Let me begin this blog post by saying that conditionals are not the easiest phenomenon to teach, especially since there are lots of combinations which are used in natural speech, but are not really covered in text books. After having shared with you my fun activities for the first conditional, I thought it was about time to move on to what is traditionally known as the 2nd conditional and suggest a few fun activities which practice the 2nd conditional. First, let’s have a look at the form (keep in mind that there are many other forms not mentioned here).
If + simple past , would + base verb
E.g. If we went by train, we would get there earlier.
(Also possible: would+ base verb +if+ simple past)
Something reasonably possible but ‘ more tentative’. Past tense does not refer to past. Here, it is likely that the train would take you to your destination faster.
Tell your students that they are stuck in a cave. Put them in groups of four. Give them different pictures or word cards with random items on them e.g. a chocolate bar, a chewing gum, a rope, a dog, a magazine, a plastic bag and so on. Each student has their own set of cards and each member of the group has different cards. Ask them to tell you how they would use these items in the cave. Would they also use them to get out of the cave? How? Each group should decide on the two or three most necessary items. They should use the 2nd conditional when saying how they will use this.
If I had a chewing gum, I would chew it in order to feel less stressed.
2nd conditional songs + Karaoke
If you could see me now The Script (official video)
If you had my love Jennifer Lopez (official video)
A consequence chain is like writing a chain story but the learners must use the 2nd conditional and write about consequences (for more about this go here). How do you set this up? Well, get your students to sit in rows. One student from each end of the room must write a sentence in the second conditional. Then, hand it to the student next to him/her. That student uses the previous student’s main clause to form an if clause, and then adds his/her own main clause and so on.
Student A: If you arrived here early, you would meet Peter. Next student: If you met Peter, you would probably end up going on a date.
Finish my sentence-Ball game
If you have learners who like moving around, you should play this game. One student stands in the front of the class and says half a conditional. The learner then throws the ball to a student and that student needs to finish off the sentence. You can even turn this into a team game where each student’s correct answer adds points to the team. This is great for the summer, you can play outside!
Let’s do some math
Give your students math tasks and ask them to write down what they see.

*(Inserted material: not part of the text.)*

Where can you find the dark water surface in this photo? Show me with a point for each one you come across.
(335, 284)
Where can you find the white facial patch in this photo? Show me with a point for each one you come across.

If I had 3 cows and they produced 5 kilos of milk every day, how much milk would each cow produce?
Get your learners to talk or write about what they would do in each of these scenarios. You can jazz things up by getting them to draw pictures while doing so, like a little picture composition.
If I won 1 million euros, I would……..
If I had one day left to live, I would……
If I could fly anywhere in the world, I would…..
If I could choose any famous person to date, I would…….
You choose three students and give them three I.D cards ( you can make these cards up or you can use information about famous people). You also choose a bachelor or bachelorette. The bachelorette/bachelor cannot see the three candidates. He/she asks questions like, ” What would you do if you were on a deserted island?” and the candidates need to answer using the 2nd conditional as well(if you press the title of this idea you can watch another teacher describing this game in more detail).